The patient presented here developed a left dorsolateral medullary infarction 6 months after the onset of an infarction involving the left ventromedial part of the upper medulla. Both were clearly seen on MRI. The dorsolateral part and medial part of the medulla are supplied by separate branches from the posterior inferior cerebellar artery and the anterior spinal artery, both of which are indirectly supplied by the vertebral artery. Hence the occlusion of the vertebral artery could produce simultaneous hemimedullary syndrome.2 6 However, serial infarctions of the separate topographic areas of the medulla resulting in a hemimedullary syndrome have been suggested,3-5 serial events documented by MRI—such as in the present patient—have not been reported. The present case provided unequivocal evidence that the hemimedullary syndrome can occur as serial events of the medial and lateral medullary infarctions.

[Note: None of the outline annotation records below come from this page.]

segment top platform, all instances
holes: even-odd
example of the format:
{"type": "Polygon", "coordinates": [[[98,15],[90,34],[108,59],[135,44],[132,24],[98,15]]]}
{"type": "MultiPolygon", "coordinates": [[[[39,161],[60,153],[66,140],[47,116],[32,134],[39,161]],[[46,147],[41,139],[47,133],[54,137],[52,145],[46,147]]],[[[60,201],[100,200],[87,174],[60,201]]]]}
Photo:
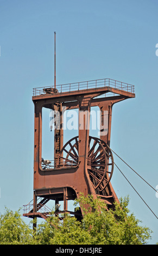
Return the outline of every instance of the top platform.
{"type": "Polygon", "coordinates": [[[113,79],[104,78],[56,85],[56,88],[54,88],[53,86],[35,88],[33,89],[33,98],[39,97],[39,96],[48,96],[48,95],[50,96],[53,95],[54,96],[55,95],[55,96],[59,96],[59,94],[73,92],[79,93],[83,91],[85,92],[85,90],[87,90],[88,93],[92,89],[92,90],[96,89],[98,91],[99,89],[102,91],[104,90],[105,93],[111,92],[113,95],[113,93],[122,95],[128,94],[130,97],[135,97],[134,85],[113,79]],[[127,94],[123,93],[127,93],[127,94]]]}

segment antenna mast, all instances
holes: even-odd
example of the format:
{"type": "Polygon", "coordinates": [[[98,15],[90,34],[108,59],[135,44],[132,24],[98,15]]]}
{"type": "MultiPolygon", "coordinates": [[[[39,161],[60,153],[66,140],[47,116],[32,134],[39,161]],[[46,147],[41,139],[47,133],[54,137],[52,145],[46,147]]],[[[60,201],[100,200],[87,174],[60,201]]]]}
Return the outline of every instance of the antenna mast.
{"type": "Polygon", "coordinates": [[[54,88],[56,89],[56,59],[55,59],[55,34],[54,32],[54,88]]]}

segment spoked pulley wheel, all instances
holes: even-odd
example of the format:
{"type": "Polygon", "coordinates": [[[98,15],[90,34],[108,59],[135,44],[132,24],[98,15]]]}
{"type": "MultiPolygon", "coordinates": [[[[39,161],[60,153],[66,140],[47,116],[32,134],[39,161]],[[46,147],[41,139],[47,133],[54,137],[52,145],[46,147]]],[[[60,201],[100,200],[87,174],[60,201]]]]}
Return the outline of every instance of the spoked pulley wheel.
{"type": "MultiPolygon", "coordinates": [[[[78,136],[70,139],[62,148],[59,167],[75,167],[79,161],[78,136]]],[[[105,188],[113,170],[112,153],[103,141],[89,136],[87,169],[97,194],[106,196],[105,188]]]]}

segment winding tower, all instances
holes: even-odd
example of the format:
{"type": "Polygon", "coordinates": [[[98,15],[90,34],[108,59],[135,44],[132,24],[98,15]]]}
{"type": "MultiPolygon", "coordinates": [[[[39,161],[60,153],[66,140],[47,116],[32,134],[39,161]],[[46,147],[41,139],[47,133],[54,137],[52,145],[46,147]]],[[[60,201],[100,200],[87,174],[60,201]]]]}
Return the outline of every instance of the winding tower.
{"type": "Polygon", "coordinates": [[[113,170],[110,149],[112,106],[124,100],[135,97],[134,86],[110,78],[81,82],[54,87],[34,88],[34,198],[24,205],[23,216],[46,218],[46,203],[63,201],[63,210],[78,220],[77,212],[68,209],[68,201],[84,195],[99,196],[109,208],[118,201],[111,183],[113,170]],[[91,108],[100,110],[100,135],[89,135],[91,108]],[[45,160],[42,156],[42,109],[53,113],[54,125],[54,159],[45,160]],[[63,144],[63,112],[78,108],[78,136],[63,144]],[[105,120],[106,120],[105,125],[105,120]],[[37,202],[40,199],[40,202],[37,202]]]}

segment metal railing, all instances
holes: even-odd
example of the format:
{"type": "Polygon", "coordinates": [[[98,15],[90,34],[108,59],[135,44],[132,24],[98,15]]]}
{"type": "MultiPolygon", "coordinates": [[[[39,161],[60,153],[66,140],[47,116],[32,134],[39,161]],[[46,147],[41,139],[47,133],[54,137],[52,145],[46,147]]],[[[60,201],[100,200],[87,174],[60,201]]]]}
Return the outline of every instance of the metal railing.
{"type": "Polygon", "coordinates": [[[58,159],[53,160],[43,160],[41,162],[43,170],[73,167],[77,165],[77,163],[73,159],[58,159]]]}
{"type": "Polygon", "coordinates": [[[42,204],[30,204],[23,205],[24,214],[28,214],[33,212],[33,209],[37,209],[37,212],[43,214],[43,212],[52,212],[52,210],[50,209],[47,205],[42,204]]]}
{"type": "MultiPolygon", "coordinates": [[[[70,92],[106,87],[110,87],[123,91],[134,93],[134,85],[117,80],[113,80],[113,79],[110,78],[99,79],[97,80],[91,80],[89,81],[56,85],[56,89],[58,90],[56,93],[70,92]]],[[[53,86],[45,86],[33,88],[33,96],[42,95],[48,93],[54,93],[54,91],[53,92],[52,90],[52,92],[51,92],[51,88],[53,88],[53,86]],[[50,90],[49,90],[49,88],[50,90]]]]}

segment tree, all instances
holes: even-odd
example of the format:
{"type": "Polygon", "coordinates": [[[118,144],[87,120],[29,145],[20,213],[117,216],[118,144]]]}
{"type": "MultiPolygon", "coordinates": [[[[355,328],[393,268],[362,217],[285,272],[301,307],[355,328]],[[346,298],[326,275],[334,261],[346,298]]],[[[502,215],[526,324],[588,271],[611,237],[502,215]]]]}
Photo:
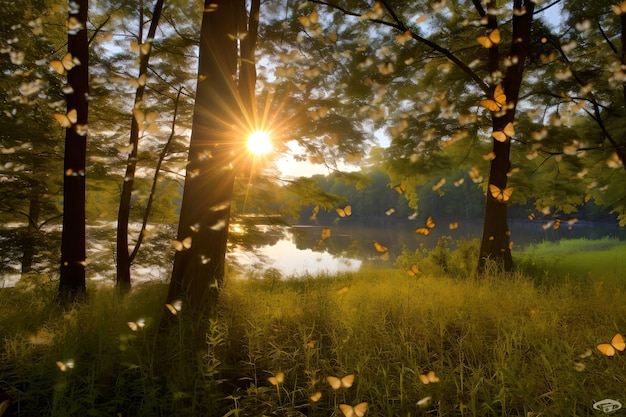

With the advent of MRI, it has recently become possible to see microvascular lesions in the brain stem that would in the past have been detected only by postmortem examination. In patients where such multiple ischaemic lesions occur at separate sites and times so as to form a certain distinct syndrome, serial observations with MRI will certainly prove the pathogenic background of this syndrome and be of great clinical interest.